Reputation: 2164
In Pig, what is the effective way to get count? We can do a GROUP ALL, but this is given only 1 reducer. When the data size is very large,say n Terabytes, can we try multiple reducers somehow?
dataCount = FOREACH (GROUP data ALL) GENERATE
'count' as metric,
COUNT(dataCount) as value;
Upvotes: 1
Views: 10784
Reputation: 2485
I just dig a bit more in this topic, and it seems you don't have to afraid that a single reducer will have to process enormous amount of data if you're using an up-to-date pig version. The algebraic UDF-s will handle the COUNT smart, and it's calculated on the mapper. So the reducer just have to deal with the aggregated data (counts/mapper). I think it's introduced in 0.9.1, but 0.14.0 definitely has it
Algebraic Interface
An aggregate function is an eval function that takes a bag and returns a scalar value. One interesting and useful property of many aggregate functions is that they can be computed incrementally in a distributed fashion. We call these functions algebraic. COUNT is an example of an algebraic function because we can count the number of elements in a subset of the data and then sum the counts to produce a final output. In the Hadoop world, this means that the partial computations can be done by the map and combiner, and the final result can be computed by the reducer.

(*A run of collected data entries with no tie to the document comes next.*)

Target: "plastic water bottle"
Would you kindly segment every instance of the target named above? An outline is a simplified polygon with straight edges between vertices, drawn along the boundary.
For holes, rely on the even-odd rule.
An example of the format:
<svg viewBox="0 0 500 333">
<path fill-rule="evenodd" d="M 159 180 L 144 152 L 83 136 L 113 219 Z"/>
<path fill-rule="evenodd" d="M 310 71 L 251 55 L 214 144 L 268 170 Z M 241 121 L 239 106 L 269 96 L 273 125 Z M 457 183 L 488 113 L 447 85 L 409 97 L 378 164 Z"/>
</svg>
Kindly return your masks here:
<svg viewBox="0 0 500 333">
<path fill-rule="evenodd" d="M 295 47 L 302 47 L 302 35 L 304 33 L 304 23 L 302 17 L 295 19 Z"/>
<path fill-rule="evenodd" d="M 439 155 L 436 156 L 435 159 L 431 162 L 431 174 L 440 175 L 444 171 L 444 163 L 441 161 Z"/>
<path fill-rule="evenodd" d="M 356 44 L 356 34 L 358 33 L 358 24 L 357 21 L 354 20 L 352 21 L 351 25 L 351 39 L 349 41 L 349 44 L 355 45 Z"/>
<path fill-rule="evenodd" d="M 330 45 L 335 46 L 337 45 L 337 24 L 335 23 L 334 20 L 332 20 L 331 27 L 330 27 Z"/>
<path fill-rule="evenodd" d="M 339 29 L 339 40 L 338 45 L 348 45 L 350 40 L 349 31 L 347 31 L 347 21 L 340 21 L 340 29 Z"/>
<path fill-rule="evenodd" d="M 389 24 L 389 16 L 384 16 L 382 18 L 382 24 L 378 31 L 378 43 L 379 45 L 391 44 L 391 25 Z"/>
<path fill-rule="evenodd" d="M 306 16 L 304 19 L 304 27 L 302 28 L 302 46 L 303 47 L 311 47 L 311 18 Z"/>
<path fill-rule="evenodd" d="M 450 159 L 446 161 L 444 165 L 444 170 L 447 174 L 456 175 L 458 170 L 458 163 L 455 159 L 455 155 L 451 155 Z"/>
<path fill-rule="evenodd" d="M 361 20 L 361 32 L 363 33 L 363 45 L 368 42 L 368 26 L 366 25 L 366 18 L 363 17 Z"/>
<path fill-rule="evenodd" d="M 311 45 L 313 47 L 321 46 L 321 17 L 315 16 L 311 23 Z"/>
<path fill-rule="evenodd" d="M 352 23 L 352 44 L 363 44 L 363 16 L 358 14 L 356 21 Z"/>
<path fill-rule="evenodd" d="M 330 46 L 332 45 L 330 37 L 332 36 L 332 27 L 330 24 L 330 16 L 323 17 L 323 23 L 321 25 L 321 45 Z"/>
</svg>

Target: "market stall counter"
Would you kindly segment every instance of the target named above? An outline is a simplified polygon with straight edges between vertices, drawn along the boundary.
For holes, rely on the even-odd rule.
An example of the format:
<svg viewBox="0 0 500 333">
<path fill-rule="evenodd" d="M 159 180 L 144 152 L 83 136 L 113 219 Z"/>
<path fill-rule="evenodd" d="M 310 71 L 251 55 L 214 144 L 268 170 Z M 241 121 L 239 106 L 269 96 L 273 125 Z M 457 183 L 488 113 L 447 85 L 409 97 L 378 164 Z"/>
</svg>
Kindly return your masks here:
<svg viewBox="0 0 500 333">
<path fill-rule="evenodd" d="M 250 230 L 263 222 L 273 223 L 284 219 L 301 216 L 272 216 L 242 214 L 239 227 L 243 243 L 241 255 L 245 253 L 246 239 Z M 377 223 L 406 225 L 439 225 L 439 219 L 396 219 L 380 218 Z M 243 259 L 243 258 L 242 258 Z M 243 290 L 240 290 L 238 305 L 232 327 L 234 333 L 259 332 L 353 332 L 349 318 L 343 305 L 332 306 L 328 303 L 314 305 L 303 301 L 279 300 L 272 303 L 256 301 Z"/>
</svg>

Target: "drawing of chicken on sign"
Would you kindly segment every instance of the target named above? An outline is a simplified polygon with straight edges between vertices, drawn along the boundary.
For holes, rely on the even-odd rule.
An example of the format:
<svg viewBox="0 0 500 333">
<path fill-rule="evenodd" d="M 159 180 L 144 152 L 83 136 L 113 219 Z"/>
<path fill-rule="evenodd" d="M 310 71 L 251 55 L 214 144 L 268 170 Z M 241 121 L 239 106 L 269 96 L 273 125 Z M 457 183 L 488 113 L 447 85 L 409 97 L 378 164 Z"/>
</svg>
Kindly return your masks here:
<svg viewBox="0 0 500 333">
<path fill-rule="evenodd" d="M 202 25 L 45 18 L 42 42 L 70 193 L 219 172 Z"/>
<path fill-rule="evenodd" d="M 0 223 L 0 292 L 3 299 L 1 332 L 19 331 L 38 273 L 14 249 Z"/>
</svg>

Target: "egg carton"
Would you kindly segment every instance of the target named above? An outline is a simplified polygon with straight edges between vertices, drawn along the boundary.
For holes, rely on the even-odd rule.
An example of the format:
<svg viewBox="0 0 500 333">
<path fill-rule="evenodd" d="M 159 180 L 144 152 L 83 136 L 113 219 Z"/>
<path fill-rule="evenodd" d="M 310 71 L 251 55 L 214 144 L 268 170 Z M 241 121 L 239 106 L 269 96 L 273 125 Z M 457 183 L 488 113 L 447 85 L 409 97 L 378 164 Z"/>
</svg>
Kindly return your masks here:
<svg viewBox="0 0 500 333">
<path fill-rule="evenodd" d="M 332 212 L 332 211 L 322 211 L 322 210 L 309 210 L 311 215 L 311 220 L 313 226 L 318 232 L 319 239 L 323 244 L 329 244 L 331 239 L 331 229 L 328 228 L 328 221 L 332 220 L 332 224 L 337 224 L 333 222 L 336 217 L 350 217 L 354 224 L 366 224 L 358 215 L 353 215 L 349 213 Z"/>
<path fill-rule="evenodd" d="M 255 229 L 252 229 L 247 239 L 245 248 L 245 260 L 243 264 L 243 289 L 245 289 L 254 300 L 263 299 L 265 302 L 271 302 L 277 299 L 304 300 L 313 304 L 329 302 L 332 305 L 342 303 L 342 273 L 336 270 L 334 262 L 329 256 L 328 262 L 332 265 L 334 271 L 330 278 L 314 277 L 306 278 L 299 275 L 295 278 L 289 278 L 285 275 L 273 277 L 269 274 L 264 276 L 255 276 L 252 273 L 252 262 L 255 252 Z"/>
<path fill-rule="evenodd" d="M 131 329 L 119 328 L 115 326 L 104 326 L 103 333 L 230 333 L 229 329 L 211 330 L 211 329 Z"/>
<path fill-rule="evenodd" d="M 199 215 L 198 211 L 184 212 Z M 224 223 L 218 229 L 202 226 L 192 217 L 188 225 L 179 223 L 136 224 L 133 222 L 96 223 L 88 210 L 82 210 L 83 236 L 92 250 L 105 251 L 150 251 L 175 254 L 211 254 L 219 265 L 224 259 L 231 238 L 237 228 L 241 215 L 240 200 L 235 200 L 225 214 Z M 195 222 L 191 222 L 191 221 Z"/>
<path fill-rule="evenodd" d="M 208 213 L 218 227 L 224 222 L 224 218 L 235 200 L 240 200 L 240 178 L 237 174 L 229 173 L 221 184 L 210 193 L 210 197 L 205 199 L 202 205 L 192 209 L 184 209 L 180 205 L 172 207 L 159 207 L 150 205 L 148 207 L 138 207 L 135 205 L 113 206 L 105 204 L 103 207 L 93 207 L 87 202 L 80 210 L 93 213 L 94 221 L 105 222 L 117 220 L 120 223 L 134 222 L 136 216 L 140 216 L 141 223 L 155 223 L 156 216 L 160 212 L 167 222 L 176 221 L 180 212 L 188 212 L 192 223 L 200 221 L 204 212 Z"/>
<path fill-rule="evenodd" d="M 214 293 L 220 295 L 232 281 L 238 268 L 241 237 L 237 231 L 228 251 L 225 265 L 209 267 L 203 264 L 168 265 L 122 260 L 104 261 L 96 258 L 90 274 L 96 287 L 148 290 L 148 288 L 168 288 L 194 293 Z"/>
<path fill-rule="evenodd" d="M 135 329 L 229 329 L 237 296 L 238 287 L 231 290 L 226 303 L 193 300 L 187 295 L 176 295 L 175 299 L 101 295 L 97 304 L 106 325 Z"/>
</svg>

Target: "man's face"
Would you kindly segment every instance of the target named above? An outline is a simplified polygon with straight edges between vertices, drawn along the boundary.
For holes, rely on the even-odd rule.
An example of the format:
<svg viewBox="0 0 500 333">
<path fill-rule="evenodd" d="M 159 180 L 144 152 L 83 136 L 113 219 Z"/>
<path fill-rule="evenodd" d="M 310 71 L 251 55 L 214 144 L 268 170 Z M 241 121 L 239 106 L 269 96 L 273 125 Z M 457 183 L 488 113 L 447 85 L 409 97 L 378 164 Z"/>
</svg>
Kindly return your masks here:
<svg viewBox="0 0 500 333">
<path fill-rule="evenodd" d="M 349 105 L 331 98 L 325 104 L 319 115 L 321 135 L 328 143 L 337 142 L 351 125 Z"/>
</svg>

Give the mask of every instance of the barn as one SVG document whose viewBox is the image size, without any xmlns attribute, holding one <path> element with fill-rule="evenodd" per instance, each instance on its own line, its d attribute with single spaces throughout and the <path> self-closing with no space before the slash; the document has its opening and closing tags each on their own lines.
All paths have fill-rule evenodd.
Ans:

But my previous answer was definitely wrong:
In the grouping you can use the
PARALLEL n
keyword this set the number of reducers.Increase the parallelism of a job by specifying the number of reduce tasks, n. The default value for n is 1 (one reduce task).
Upvotes: -1
Reputation: 3570
Instead of using directly a GROUP ALL
, you could divide it into two steps. First, group by some field and count the number of rows. And then, perform a GROUP ALL
to sum all of these counts. This way, you would be able to count the number of rows in parallel.
Note, however, that if the field you use in the first GROUP BY
does not have duplicates, the resulting counts will all be of 1 so there wont be any difference. Try using a field that has many duplicates to improve its performance.
See this example:
a;1
a;2
b;3
b;4
b;5
If we first group by the first field, which has duplicates, the final COUNT
will deal with 2 rows instead of 5:
A = load 'data' using PigStorage(';');
B = group A by $0;
C = foreach B generate COUNT(A);
dump C;
(2)
(3)
D = group C all;
E = foreach D generate SUM(C.$0);
dump E;
(5)
However, if we group by the second one, which is unique, it will deal with 5 rows:
A = load 'data' using PigStorage(';');
B = group A by $1;
C = foreach B generate COUNT(A);
dump C;
(1)
(1)
(1)
(1)
(1)
D = group C all;
E = foreach D generate SUM(C.$0);
dump E;
(5)
Upvotes: 7